A new government consultation on self-driving vehicle technology is likely to have implications for the future of fleet risk management, according to the Association of Fleet Professionals (AFP).
The consultation covers ‘taxi, private-hire and bus-like services’ of self-driving vehicles, which will be allowed on UK roads can from spring 2026 in a fast-tracked pilot programme.
AFP chair Paul Hollick said that although relatively few of the organisation’s members run passenger-carrying vehicles, the consultation would still be of interest since it represented the first wave of UK driverless vehicle adoption.
He said: “The scope of the exercise is quite wide ranging, looking at what the consultation describes as the challenges and benefits of driverless vehicles. Its outcome and the subsequent trials could directly impact on whether, for example, these vehicles must always be used with a remote safety driver or allowed to operate entirely autonomously.
“Issues such as this will in the medium-term probably have significant ramifications for our members in both operational and risk management respects.”
Hollick said the consultation could help to establish general guidelines that affect all fleets in the future.
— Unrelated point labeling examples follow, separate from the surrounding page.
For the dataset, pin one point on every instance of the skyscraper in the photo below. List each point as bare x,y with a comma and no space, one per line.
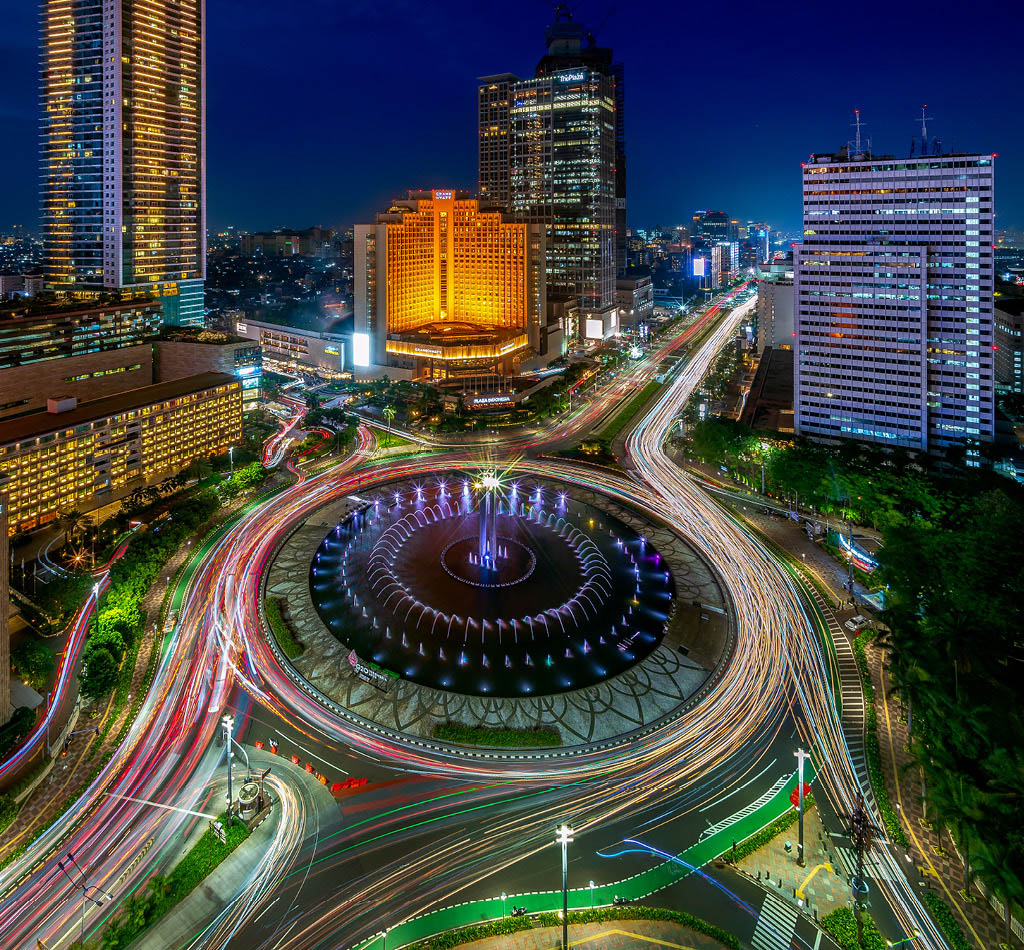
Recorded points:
124,149
552,148
893,289
444,287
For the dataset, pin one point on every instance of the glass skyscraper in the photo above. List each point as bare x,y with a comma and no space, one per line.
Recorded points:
124,148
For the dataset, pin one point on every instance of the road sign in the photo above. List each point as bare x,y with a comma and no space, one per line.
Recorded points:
795,794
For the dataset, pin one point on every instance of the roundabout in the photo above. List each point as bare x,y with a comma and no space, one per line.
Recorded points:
528,602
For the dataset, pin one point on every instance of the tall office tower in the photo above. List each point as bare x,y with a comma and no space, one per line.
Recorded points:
893,288
553,149
124,149
712,226
494,95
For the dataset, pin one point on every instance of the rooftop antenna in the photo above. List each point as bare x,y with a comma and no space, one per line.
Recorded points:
924,129
856,124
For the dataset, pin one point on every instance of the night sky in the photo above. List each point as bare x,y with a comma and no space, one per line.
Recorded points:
321,111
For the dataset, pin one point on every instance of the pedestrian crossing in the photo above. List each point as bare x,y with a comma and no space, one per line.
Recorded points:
776,924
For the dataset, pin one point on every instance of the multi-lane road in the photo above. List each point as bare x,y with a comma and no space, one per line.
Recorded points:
434,827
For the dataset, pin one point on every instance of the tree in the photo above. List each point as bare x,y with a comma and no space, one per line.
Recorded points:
99,673
33,660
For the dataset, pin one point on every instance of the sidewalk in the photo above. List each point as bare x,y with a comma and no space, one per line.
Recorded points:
826,890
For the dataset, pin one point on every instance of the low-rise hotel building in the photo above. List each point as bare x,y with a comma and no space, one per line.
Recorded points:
87,455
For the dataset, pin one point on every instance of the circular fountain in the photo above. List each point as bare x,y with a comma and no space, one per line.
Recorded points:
492,587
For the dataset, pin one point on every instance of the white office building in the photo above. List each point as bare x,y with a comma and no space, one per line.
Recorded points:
893,295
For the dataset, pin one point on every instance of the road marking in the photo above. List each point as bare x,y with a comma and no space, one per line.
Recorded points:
753,807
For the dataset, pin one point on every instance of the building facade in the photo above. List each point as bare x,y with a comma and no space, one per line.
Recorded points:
297,350
123,150
444,287
776,327
85,456
552,149
310,242
893,288
635,299
1010,344
183,351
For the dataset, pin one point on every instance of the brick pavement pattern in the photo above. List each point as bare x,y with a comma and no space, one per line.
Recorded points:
826,890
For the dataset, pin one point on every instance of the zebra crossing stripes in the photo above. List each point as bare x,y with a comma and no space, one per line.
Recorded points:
749,810
776,924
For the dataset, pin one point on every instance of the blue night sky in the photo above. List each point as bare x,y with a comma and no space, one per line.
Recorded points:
321,111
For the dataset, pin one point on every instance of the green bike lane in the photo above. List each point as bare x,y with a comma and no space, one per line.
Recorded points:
634,888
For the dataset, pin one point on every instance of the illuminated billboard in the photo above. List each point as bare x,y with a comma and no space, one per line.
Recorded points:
360,349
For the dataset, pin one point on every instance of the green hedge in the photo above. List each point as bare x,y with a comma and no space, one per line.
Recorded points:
871,747
538,737
139,913
623,417
640,912
843,925
947,923
759,838
279,627
478,932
He said: “This is technology that has potential applications for everyone from panel van to benefit car fleets and the phase we are now entering will probably determine core expectations about safety, competence and utility. It could well define some important baselines.
“There are very big questions to be answered from a fleet risk point of view, that we may now start to see resolved. At the most fundamental level, fleets will want to know whether it is safe to put employees in driverless vehicles, how it affects the risk of injury to them and to other road users, and how their insurers will view its adoption?”